Is a Vortex to Blame for Your Poorly Functioning Thermosyphon System?

Thermosyphon systems have a solid reputation in the industrial refrigeration industry, and are a popular choice for many . . . as long as they work. But when a thermosyphon system has problems, those problems are sometimes not easy to identify or correct. Gary Gneiting, director of engineering at Mericle Mechanical, Inc., said a vortex could be one reason at the bottom of a poorly performing system.

“I wonder how many thermosyphon systems had design errors due to a vortex that were never resolved,” Gneiting said. “Now there is one more item to review in all thermosyphon systems to prevent vortices and costly field repairs.”

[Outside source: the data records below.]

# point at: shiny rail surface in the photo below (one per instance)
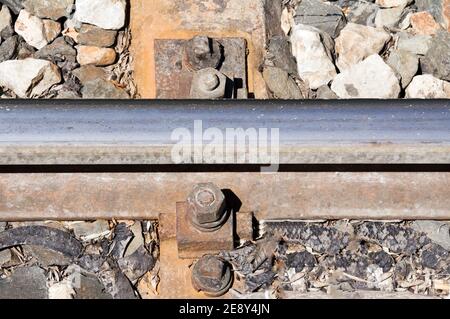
(92, 132)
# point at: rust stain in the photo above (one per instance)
(162, 19)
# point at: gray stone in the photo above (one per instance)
(417, 44)
(24, 283)
(437, 59)
(405, 64)
(5, 257)
(137, 264)
(58, 50)
(90, 288)
(90, 230)
(106, 14)
(87, 73)
(356, 42)
(14, 5)
(326, 17)
(427, 86)
(101, 89)
(6, 28)
(281, 84)
(325, 93)
(435, 7)
(54, 10)
(314, 60)
(46, 257)
(95, 36)
(280, 54)
(362, 12)
(138, 239)
(32, 76)
(371, 78)
(437, 231)
(8, 48)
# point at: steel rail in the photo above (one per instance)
(93, 132)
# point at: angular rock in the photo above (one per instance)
(54, 10)
(102, 89)
(371, 78)
(280, 54)
(95, 55)
(388, 17)
(46, 257)
(58, 50)
(122, 237)
(423, 23)
(32, 76)
(362, 12)
(356, 42)
(88, 73)
(106, 14)
(25, 283)
(51, 29)
(417, 44)
(405, 63)
(392, 3)
(440, 9)
(428, 87)
(24, 50)
(14, 5)
(437, 59)
(137, 264)
(115, 282)
(87, 231)
(5, 257)
(90, 288)
(326, 17)
(313, 61)
(31, 28)
(8, 48)
(438, 232)
(61, 290)
(325, 93)
(281, 84)
(6, 29)
(95, 36)
(52, 238)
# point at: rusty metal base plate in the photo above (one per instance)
(193, 243)
(173, 79)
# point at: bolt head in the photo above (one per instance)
(206, 203)
(208, 84)
(211, 275)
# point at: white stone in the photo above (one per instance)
(428, 87)
(371, 78)
(106, 14)
(314, 63)
(393, 3)
(29, 77)
(356, 42)
(32, 29)
(388, 17)
(5, 18)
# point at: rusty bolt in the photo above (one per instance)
(202, 52)
(206, 206)
(212, 276)
(208, 84)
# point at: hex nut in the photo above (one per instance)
(206, 204)
(208, 84)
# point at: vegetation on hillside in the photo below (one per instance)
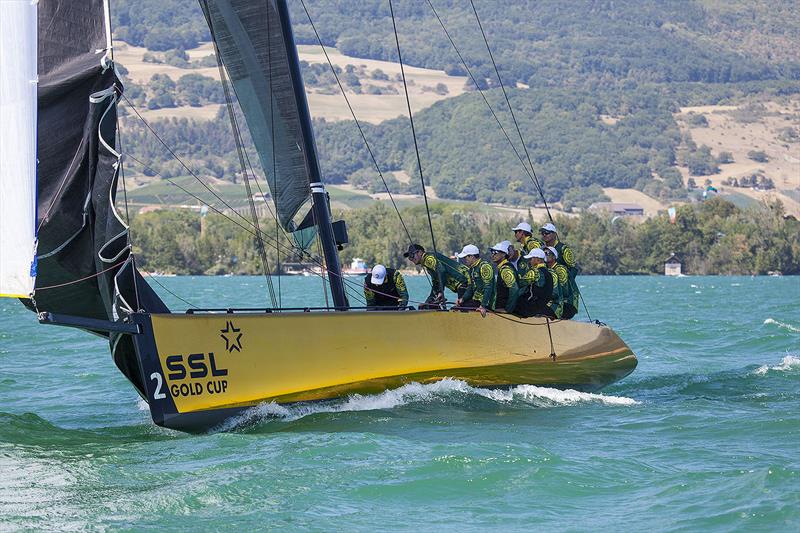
(712, 237)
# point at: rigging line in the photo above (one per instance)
(237, 138)
(178, 159)
(190, 304)
(413, 131)
(358, 124)
(483, 95)
(117, 91)
(112, 267)
(511, 109)
(287, 249)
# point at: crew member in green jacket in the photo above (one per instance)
(385, 289)
(537, 287)
(565, 257)
(443, 271)
(516, 260)
(560, 281)
(507, 287)
(523, 233)
(480, 289)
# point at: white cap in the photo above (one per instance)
(378, 274)
(501, 246)
(524, 226)
(536, 252)
(469, 249)
(549, 227)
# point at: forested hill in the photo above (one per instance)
(536, 42)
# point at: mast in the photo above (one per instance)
(18, 85)
(321, 208)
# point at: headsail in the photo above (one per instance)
(253, 48)
(17, 148)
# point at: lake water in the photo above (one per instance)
(703, 436)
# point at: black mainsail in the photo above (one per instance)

A vortex is a conical, rotating liquid void that forms in a fluid body as a result of a low pressure area. When a vortex occurs, the opening allows gas from the surface to be drawn down through the center of the vortex into the pipes. A vortex can occur in the refrigeration industry in five ways:

  1. When oil is drained from oil pots;
  2. When liquid enters the high pressure receiver dip tube;
  3. When liquid leaves the thermosyphon receiver through the thermosyphon supply line;
  4. With pump suctions for ammonia recirculators;
  5. In water pumps for evaporative condensers.

In the case of a typical pump system, a vortex provides an opening for vapor to enter the liquid stream. Air is then drawn into the system, which inhibits water flow. “The pump is not designed to draw air; it’s made to pump a solid column of water,” Gneiting said. “So instead of 150 gallons per minute of flow, you might only get 10 because you’re moving nothing but air through the system.”

Gneiting said he uncovered the issue with vortices when he reverse-engineered a thermosyphon system at a large ammonia cold storage facility to determine the cause of high discharge temperatures for five ammonia screw compressors. He observed vapor in the thermosyphon supply pipes that increased significantly when the last screw compressor was operating.

“When four of the screw compressors in the system were running, you could see with sight glasses that it was just liquid, but when five compressors were operating it became overwhelmed with gas. You want to feed liquid, not gas, into your oil cooler. Liquid has a lot of heat transfer capability. When vapor is sent to the oil cooler, the needed heat exchange can’t be accomplished,” he said.

“There was no other explanation for where the gas was coming from than through a vortex,” Gneiting concluded. “It was happening because the liquid level in the thermosyphon vessel was too low.”

To illustrate the issue, Gneiting compared it to watching water flow down the drain in a bathtub. “When the water is high there isn’t a vortex,” he said. “It shows up as the last few inches are going down the drain.”

In researching the issue, Gneiting found a calculation for submergence issued by the Hydraulic Institute that predicts when vortices will occur. The calculation showed that 11.3 inches liquid height or submergence is necessary to prevent vortices; the thermosyphon system he was studying had only 9.5 inches. Using that discovery, Gneiting calculated that by reducing the thermosyphon ammonia flow by 33 percent, he could reduce the required submergence to 9.4 inches, thus preventing a vortex.

“The more flow you have the more height you need,” he said. “I reduced the flow by de-energizing one of the screw compressors. That was enough to prevent the vortex.”

At that point, the thermosyphon vessel could be replaced, repaired or the 1,000-horsepower screw could be converted to liquid injection. The de-energized screw compressor was operated only three months a year during blast freezing season, so it was decided to add liquid injection instead of replacing the vessel.

“I turned off the oil cooler and injected liquid directly into the screw compressor to perform the oil cooling,” Gneiting said. “The liquid injection came from a source other than the thermosyphon receiver, so it turned off part of the flow.”

Facility owners can now determine height levels in their thermosyphon system by plugging the appropriate numbers into the formula S=D + 0.574 * Q * 1/D1.5, with S equaling submergence inches, D equaling bell diameter inches and Q representing flow rate gallons per minute.

“I’ve been in this business for 35 years and nobody had ever asked me to check for a vortex in a thermosyphon system,” Gneiting said. “This calculation will provide guidance on whether you have a vortex and how best to deal with it. This will become a new item to consider when designing a system. If you have an old system you can check to see if a vortex is the problem.

“The end result is, the industry will have more reliable thermosyphon systems because people can utilize this information to prevent a vortex from forming,” Gneiting said.